Dans cette optique, Schumacher fait grand cas de l’expérience d’auto-gestion menée entre 1951 et 1971 par l’entreprise Scott Bader & co, une entreprise spécialisée dans la fabrication de résines de polyester et d’autres plastiques et polymères. Cette pratique désintéressée de l’autogestion, qui s’est accompagnée d’un partage des bénéfices entre tous les collaborateurs, n’a pas entravé la croissance de cette entreprise modèle, qui en l’espace de 20 ans est passée de 161 ouvriers à 379, et d’un chiffre d’affaires de 0,625 à 5 millions de L. St. Quant à ses bénéfices, ils sont passés de 72.000 à près de 300.000 L. St. par année.

Epilogue

Tout excité par le développement de ses capacités scientifiques et techniques, l’homme moderne a bâti un système de production qui viole la nature tout en générant un type de société qui mutile l’individu. Il pense que l’argent tout-puissant lui permet de suppléer au manque de justice, d’harmonie, de beauté et même de santé du monde moderne. Le développement de la production et l’acquisition de richesses sont les finalités ultimes de ce monde, reléguant tout le reste à l’arrière-plan. Or, cette philosophie matérialiste se trouve aujourd’hui défiée par le cours des événements, en particulier par la pollution, l’épuisement des ressources, l’effondrement économique, le terrorisme, voire les génocides.

Certes, il y a toujours eu des sages et des précepteurs pour remettre en cause le matérialisme et pour souhaiter un autre ordre de priorités. Ainsi pour les Chrétiens, la recherche du royaume de Dieu devait aussi permettre de satisfaire ses besoins, même matériels. A l’inverse, l’oubli de cette quête les priverait, pensaient-ils, de la satisfaction de nos autres besoins. Mais l’homme moderne est devenu incapable d’entendre ce genre de messages. Il croit que les forces destructives du monde moderne peuvent être contrôlées en mobilisant davantage de ressources afin de combattre la pollution, de préserver la vie sauvage et d’assurer la coexistence pacifique des hommes.
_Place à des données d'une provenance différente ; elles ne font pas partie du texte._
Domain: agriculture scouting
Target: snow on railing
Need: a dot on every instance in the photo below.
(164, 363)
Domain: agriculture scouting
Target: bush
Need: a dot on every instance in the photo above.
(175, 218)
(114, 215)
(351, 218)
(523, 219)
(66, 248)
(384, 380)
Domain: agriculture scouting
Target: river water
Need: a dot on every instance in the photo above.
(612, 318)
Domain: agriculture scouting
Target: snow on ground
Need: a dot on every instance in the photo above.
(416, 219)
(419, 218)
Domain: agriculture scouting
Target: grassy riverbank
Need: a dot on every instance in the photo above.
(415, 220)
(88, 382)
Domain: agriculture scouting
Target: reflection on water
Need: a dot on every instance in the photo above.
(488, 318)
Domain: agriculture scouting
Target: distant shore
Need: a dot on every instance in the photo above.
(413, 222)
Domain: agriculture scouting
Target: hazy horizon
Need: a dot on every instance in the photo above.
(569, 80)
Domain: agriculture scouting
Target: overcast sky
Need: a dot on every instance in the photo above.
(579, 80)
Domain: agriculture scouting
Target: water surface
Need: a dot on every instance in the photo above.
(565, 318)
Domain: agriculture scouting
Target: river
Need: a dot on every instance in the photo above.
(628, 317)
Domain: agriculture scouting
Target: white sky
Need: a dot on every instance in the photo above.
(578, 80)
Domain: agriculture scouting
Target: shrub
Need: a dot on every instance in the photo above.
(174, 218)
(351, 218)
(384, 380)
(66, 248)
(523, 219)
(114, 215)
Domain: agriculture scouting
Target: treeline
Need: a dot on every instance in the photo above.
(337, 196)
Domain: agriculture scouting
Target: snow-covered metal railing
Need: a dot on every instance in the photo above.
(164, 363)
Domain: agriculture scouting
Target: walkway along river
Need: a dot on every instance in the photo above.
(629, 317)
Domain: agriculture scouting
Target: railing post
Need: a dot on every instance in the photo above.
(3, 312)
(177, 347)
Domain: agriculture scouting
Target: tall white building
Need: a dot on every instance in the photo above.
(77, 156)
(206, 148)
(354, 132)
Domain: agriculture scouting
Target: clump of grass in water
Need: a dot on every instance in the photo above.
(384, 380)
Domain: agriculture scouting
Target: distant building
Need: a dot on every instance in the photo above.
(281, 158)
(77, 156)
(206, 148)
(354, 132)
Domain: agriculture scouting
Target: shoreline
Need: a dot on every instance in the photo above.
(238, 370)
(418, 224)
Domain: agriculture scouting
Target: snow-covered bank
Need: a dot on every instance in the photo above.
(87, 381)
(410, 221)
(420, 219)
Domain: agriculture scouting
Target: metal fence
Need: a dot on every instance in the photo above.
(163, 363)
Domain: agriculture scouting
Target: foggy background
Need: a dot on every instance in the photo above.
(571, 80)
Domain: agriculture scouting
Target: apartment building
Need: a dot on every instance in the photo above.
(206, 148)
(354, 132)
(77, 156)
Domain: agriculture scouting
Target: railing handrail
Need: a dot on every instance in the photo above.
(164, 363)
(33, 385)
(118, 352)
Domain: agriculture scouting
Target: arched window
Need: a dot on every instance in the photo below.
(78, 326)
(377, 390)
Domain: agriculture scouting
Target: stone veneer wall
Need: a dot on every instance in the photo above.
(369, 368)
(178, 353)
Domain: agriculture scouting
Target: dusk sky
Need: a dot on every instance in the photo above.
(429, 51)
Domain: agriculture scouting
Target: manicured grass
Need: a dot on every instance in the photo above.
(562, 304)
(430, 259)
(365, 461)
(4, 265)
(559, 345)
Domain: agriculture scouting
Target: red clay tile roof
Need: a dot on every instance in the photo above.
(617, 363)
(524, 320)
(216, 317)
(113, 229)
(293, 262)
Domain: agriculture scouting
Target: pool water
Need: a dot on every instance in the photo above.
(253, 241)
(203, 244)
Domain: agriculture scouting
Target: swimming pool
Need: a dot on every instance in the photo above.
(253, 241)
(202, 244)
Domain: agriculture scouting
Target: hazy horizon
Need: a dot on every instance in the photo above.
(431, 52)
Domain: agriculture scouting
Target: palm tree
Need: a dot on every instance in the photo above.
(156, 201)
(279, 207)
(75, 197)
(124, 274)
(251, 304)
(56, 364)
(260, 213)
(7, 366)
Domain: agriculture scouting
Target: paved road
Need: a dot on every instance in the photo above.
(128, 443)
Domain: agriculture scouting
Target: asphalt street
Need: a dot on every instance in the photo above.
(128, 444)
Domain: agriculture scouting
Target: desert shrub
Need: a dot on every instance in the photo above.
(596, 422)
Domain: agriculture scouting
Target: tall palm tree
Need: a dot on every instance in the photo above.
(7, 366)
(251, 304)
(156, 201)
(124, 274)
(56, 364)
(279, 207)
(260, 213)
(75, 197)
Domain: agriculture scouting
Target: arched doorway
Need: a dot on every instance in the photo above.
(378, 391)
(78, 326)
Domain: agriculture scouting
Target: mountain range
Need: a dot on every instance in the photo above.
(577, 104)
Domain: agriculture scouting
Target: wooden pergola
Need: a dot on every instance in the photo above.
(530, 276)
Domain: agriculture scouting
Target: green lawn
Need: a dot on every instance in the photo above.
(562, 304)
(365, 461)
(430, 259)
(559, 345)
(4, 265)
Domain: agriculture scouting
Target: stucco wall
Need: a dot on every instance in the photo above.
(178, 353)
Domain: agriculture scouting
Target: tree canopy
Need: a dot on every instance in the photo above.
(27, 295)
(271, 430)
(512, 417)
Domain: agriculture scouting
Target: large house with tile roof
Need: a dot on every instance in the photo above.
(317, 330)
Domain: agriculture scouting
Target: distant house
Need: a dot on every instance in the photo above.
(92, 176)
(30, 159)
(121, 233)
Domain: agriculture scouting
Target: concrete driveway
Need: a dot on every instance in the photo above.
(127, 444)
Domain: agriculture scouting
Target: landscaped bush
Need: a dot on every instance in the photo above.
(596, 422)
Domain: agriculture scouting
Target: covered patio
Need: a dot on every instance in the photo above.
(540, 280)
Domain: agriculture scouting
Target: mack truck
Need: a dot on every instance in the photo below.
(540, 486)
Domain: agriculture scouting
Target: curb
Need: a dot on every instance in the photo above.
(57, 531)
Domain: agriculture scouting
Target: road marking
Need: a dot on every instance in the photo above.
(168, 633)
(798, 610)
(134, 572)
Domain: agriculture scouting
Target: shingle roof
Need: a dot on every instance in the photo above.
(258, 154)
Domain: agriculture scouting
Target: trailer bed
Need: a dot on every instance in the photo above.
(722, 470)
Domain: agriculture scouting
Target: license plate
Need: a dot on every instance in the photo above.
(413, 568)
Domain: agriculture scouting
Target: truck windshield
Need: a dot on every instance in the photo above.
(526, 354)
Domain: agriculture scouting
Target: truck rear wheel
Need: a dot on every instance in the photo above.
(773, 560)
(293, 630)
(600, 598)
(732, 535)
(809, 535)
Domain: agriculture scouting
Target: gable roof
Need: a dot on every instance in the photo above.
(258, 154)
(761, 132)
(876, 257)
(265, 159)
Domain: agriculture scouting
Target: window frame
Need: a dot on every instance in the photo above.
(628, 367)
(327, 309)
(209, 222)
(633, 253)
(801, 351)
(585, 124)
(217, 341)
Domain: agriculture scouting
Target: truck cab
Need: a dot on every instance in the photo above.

Pour y parvenir, il suffit, pense-t-il, d’augmenter les richesses, l’éducation, la recherche, et de découvrir de nouvelles sources d’énergie. En réalité, c’est la logique de production qui se trouve à l’origine du mal, car elle n’est pas une logique de vie, ni une logique sociale. Supprimer le terrorisme en développant de nouvelles armes est une insulte aux capacités créatives de l’homme. Combattre la pollution et l’épuisement des ressources en augmentant la production est illusoire, comme l’est l’espoir de développer l’harmonie sociale tout en creusant les oppositions entre riches et pauvres. Si la consommation de ressources ne diminue pas, l’effondrement de la civilisation ne relèvera pas de la science-fiction : ce sera l’expérience de nos enfants et petits-enfants.

En fait, l’humanité n’est pas pieds et poings liés à la logique de production : elle a le choix. Elle n’est en fait liée que par la vérité, qui seule permet la liberté véritable. Elle ne peut cependant atteindre l’objectivé lucide, et perfectionner la vertu cardinale de prudence (« prudentia »), que par une attitude de contemplation silencieuse de la réalité, une contemplation durant la quelle l’homme fait taire ses intérêts égocentriques. Cette attitude de prudence, qui implique une transformation de notre connaissance de la vérité en décisions réalistes, conduira aux trois autres vertus cardinales que sont la justice, le courage (« fortitude ») et la tempérance. Elles sont indispensables à la survie de la civilisation. La justice mène en effet à la vérité, le courage à la bonté, et la tempérance à la beauté. Mais que signifie pour chacun se comporter comme si le bien, le vrai et le beau étaient les valeurs suprêmes ? En d’autres termes, que puis-je y faire ? La réponse de Schumacher est aussi simple que déconcertante : mettre sa propre maison intérieure en ordre. Et il conclut en disant que la boussole pour y parvenir ne se trouve pas dans la science ou la technologie, mais dans la sagesse traditionnelle de l’humanité.